Зарплату мне выдадут только в конце месяца, но это совсем не те деньги, на которые имеет смысл рассчитывать.

— Ты, деточка, подумай. Главное, не торопись, все взвесь. Я буду на связи, потому что твоя тихушница-мать предпочитает так по-тихому помереть, лишь бы тебя не расстраивать.

— Спасибо вам, — с благодарностью произношу, а у самой в груди словно ребристое лезвие провернули несколько раз.

Когда наш разговор завершается, я снова рыдаю. Гардеробщица уже приглашает в свою каморку уборщицу, и они вдвоем активно обсуждают нерадивую молодежь в моем лице: «Молодая, здоровая, а уже такая дура».

И вот крыть совершенно нечем, потому что не дура давно бы нормально устроилась, найдя себе богатого любовника, и сейчас бы не обдумывала, что из своего скудного имущества нести в ломбард, лишь бы урвать лишнюю копеечку.

— Пить хочешь?

Я оборачиваюсь и смотрю на красивую девушку в халате. Видимо, она кого-то ожидает из родных. Наверное, сегодня разрешенный для посещений день.

— Да, но у меня только карточка, а там нужны деньги, — зачем-то оправдываюсь.

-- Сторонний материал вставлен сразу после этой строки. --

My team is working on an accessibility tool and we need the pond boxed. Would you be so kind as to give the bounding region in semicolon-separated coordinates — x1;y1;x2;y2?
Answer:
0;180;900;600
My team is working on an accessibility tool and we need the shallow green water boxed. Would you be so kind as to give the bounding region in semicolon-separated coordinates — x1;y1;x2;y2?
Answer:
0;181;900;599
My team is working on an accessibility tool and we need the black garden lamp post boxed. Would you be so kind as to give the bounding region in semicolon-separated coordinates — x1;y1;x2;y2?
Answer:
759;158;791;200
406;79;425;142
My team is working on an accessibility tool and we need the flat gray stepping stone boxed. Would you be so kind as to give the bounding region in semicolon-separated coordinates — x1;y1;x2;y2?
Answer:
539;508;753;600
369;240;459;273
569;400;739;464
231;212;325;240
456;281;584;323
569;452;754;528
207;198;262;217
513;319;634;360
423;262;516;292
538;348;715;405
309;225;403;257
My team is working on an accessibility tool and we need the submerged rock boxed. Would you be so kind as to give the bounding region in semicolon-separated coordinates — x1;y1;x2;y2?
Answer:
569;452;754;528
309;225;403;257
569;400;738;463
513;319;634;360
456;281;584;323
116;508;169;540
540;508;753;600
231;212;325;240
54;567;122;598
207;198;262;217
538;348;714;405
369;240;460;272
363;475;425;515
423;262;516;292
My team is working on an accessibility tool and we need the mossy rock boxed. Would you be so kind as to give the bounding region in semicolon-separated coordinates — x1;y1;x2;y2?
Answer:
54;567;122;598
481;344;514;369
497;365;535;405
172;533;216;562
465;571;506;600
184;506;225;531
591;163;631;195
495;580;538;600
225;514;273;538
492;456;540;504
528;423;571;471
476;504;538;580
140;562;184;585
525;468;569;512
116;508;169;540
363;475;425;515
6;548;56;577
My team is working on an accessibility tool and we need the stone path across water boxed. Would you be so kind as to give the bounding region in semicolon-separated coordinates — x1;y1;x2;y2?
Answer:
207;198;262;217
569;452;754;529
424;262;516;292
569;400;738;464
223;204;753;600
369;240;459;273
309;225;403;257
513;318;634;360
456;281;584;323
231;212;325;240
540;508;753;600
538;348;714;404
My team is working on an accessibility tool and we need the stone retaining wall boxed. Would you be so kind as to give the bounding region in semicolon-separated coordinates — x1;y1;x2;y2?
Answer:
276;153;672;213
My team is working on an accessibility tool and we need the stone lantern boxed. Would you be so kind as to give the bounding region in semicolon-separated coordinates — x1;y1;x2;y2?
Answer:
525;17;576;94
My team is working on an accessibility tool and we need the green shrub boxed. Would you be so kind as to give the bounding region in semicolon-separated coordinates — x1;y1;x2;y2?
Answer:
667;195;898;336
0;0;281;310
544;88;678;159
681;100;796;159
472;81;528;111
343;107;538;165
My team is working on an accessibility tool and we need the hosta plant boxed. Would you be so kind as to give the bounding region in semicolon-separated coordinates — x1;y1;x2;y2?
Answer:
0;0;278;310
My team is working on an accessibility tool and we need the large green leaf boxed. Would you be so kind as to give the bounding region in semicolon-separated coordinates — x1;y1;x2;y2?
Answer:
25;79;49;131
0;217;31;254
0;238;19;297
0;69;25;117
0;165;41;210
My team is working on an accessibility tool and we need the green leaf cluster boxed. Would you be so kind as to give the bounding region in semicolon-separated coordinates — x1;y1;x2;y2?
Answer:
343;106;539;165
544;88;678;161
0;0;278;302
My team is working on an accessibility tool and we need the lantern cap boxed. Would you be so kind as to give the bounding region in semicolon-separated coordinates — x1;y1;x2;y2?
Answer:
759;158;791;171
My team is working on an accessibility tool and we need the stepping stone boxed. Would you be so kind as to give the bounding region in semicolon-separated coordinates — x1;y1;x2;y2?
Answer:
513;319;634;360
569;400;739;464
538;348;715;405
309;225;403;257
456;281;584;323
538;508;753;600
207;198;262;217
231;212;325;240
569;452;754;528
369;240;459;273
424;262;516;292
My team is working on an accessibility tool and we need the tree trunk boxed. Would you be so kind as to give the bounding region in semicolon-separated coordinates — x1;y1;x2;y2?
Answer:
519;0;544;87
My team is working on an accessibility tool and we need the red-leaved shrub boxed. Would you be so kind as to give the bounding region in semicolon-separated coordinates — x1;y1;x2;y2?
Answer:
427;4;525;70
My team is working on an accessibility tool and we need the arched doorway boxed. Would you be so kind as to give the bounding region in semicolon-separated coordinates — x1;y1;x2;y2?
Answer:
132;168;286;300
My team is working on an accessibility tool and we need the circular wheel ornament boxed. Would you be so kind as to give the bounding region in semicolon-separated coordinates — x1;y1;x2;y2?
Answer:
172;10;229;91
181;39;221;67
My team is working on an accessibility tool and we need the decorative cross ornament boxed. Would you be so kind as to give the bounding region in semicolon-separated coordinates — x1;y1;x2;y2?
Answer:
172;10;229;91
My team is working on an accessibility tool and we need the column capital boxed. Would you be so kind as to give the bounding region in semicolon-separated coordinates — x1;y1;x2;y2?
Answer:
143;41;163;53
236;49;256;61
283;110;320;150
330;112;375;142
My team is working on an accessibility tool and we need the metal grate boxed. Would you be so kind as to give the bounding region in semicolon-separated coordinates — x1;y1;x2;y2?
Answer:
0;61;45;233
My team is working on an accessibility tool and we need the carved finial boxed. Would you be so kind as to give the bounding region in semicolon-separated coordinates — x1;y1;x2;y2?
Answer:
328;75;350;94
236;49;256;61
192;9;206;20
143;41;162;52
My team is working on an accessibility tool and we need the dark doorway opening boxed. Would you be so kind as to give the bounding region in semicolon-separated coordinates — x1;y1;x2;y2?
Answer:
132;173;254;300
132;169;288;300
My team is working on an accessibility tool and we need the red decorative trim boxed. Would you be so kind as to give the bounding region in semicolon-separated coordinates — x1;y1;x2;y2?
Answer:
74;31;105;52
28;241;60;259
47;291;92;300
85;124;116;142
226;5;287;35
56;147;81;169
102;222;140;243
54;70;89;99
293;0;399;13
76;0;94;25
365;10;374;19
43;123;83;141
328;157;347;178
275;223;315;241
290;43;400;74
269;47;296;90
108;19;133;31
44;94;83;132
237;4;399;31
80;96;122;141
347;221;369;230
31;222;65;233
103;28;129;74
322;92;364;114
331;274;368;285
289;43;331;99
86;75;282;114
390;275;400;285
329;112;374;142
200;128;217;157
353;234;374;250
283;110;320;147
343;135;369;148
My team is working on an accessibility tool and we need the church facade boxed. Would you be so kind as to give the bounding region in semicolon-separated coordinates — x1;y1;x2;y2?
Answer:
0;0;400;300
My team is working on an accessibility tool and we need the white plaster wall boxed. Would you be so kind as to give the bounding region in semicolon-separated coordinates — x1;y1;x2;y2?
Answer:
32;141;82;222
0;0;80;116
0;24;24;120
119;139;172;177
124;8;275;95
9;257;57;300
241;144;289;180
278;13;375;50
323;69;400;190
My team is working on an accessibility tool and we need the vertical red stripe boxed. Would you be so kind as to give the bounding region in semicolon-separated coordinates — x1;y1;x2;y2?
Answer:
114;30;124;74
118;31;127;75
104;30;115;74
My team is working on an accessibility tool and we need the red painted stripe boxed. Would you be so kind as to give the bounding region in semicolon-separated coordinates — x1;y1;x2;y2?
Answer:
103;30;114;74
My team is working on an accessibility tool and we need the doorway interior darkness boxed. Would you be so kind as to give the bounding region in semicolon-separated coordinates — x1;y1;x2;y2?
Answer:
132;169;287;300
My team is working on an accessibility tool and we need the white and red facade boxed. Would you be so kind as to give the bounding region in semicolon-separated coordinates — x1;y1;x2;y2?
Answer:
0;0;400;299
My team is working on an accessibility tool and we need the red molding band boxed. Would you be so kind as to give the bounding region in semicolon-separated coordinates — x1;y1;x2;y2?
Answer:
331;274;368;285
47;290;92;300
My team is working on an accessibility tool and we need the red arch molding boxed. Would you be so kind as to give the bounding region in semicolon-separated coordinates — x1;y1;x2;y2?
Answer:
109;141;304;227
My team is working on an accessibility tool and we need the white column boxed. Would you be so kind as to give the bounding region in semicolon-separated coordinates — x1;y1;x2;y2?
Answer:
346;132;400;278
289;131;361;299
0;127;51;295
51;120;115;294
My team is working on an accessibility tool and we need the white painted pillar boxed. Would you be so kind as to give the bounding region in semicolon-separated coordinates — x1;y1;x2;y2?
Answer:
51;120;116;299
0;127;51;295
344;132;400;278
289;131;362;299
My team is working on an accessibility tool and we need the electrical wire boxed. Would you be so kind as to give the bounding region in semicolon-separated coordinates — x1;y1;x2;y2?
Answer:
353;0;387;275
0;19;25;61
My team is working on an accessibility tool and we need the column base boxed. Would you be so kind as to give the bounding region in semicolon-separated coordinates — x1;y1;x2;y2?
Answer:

— Я так и подумала, — проговаривает эта миловидная красотка, на которой нет даже и грамма косметики. — Мне мой друг разменял. Просто спас. Потому что иногда на фоне всей той пресности, которой кормят больных, хочется завыть волком. А так запрещенка спасает.

— А тебе разве можно запрещенку? Ты почему здесь?

— Да… анафилактический шок. Но не страшно, уже спасли.

— Оу, — выдаю, ужасаясь ее активности в направлении стоящего аппарата с батончиками и сладкой газировкой. — Мне просто воды.

— Я Розалия[1], — тянет девушка руку в приветствии.

Я отвечаю на ее жест, и мы какое-то время смотрим друг на друга.

— Владислава.

— Кто же тебя так? — кивает девушка на мой фингал в пол-лица.

— Сама… спасалась от возможного насильника, — хмыкаю, и почему-то на мгновение настроение улучшается.

— И как насильник? Ему никто ребра не пересчитал?

— Нет. Жив и здоров. И даже не травмирован.

— Это ты зря, надо было его приложить, а не самой подставляться.

А потом она встает и идет по направлению к аппарату.

Никогда бы не подумала, что вода из пластика может быть такой вкусной, или просто я настолько сегодня обесточена и уже чувствую легкую степень обезвоживания? Непонятно. Пью и наслаждаюсь. А еще радуюсь, что у Матецкого ничего не вышло. И что мама жива. И если я напрягу мозги, то найду выход, как помочь близкому человеку.

— Спасибо тебе, — благодарю Розалию.

— Не за что. Ко мне пришли, мне пора.

Я киваю и провожаю девушку взглядом. К моему удивлению, ее посетитель совсем необычный ухажер. Хотя и весьма мажористого вида. И почему-то на душе становится гадко, ведь я нахожу что-то общее у этого парня и Матецкого.

___________

[1] Розалия – героиня романа «Сводные. Шип и Роза»

6. Глава 6

Два дня я отсиживаюсь дома. Лечу свой фонарь под глазом. Не хожу на работу и прикидываю по деньгам, как спасать ситуацию. Катастрофическую, на мой взгляд.